Even though the concatenated clauses have not appeared before or been considered as such. You can’t test the real-time I make.

–We’ve over-invested in economic growth on the premise that it takes us further. But good-enough betterment goes even further. The 19th century French poet, Lamartine, wrote “Utopias are often just premature truths”—which is the shortcoming I have in mind: Stopping short at progress is premature. It lacks betterment’s yes-but grounded in the complexities now.

Sudden change that can’t be plagiarized

As if lives cannot suddenly and startlingly change for the better, but they can suddenly and shockingly change, sometimes irreversibly, for the worse.

Adam Phillips (2021). On Wanting to Change, p. 69

The epigraph is suggestive: Sample people–on this planet of 8 billion and more–whose lives have in fact suddenly changed for the better. What might they have to tell people who insist they know the next is as bad, and probably worse?

My own answer: Sudden positive change is a real-time performance than can’t be plagiarized by others. Negative change is photocopied all the time, everywhere. In Phillips’ terms: The former’s acknowledgement differs from the latter’s knowledge.

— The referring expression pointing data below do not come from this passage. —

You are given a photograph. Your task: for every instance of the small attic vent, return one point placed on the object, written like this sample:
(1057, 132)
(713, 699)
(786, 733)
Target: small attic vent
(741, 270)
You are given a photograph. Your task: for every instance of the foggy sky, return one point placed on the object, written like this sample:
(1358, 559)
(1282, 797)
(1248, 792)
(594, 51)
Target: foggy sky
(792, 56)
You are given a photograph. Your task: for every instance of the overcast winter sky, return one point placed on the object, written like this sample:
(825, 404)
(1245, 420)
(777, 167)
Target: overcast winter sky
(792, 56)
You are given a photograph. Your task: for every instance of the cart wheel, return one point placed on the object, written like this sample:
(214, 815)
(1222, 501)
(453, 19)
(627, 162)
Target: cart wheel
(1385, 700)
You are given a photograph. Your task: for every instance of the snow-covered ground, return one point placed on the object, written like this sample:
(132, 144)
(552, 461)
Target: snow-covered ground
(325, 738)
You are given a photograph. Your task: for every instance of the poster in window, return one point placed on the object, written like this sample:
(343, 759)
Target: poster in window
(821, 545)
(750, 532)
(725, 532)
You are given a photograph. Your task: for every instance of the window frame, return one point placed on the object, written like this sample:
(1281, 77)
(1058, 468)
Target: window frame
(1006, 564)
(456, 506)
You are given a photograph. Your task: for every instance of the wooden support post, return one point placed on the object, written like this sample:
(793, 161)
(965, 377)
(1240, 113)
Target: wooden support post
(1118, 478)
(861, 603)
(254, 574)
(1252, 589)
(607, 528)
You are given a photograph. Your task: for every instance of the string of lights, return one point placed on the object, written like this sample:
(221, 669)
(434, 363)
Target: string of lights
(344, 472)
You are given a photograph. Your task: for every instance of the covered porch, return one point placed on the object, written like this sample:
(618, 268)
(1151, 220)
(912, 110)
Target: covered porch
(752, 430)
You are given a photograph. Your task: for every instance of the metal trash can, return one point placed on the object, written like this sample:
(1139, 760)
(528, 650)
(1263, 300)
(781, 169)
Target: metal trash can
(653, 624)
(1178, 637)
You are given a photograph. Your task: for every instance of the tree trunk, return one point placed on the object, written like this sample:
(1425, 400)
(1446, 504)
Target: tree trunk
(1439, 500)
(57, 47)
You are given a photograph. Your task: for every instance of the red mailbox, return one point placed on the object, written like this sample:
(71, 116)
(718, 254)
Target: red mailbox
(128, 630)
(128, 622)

When new socio-technical systems are offered on the promise of being more reliable and sustainable, then having established a track record in preventing system failures becomes even more critical

At best, socio-technical systems are reliable only until the next failure ahead. This means that preventing that next failure is just as important for establishing a track record in failure prevention as future failures being prevented because, say, the systems are more sustainable than now.

Further, this is a track record of real-time system operators who manage reliably because they learn and unlearn. They are reliable because (not in spite) of learning that they didn’t know what they initially thought they knew, they in fact knew more than they had first thought, or both.

What a senior risk manager told us applies to the challenge of reliability management in key socio-technical systems, now and ahead: “Really, just because we haven’t had a meltdown doesn’t mean our practices were effective”.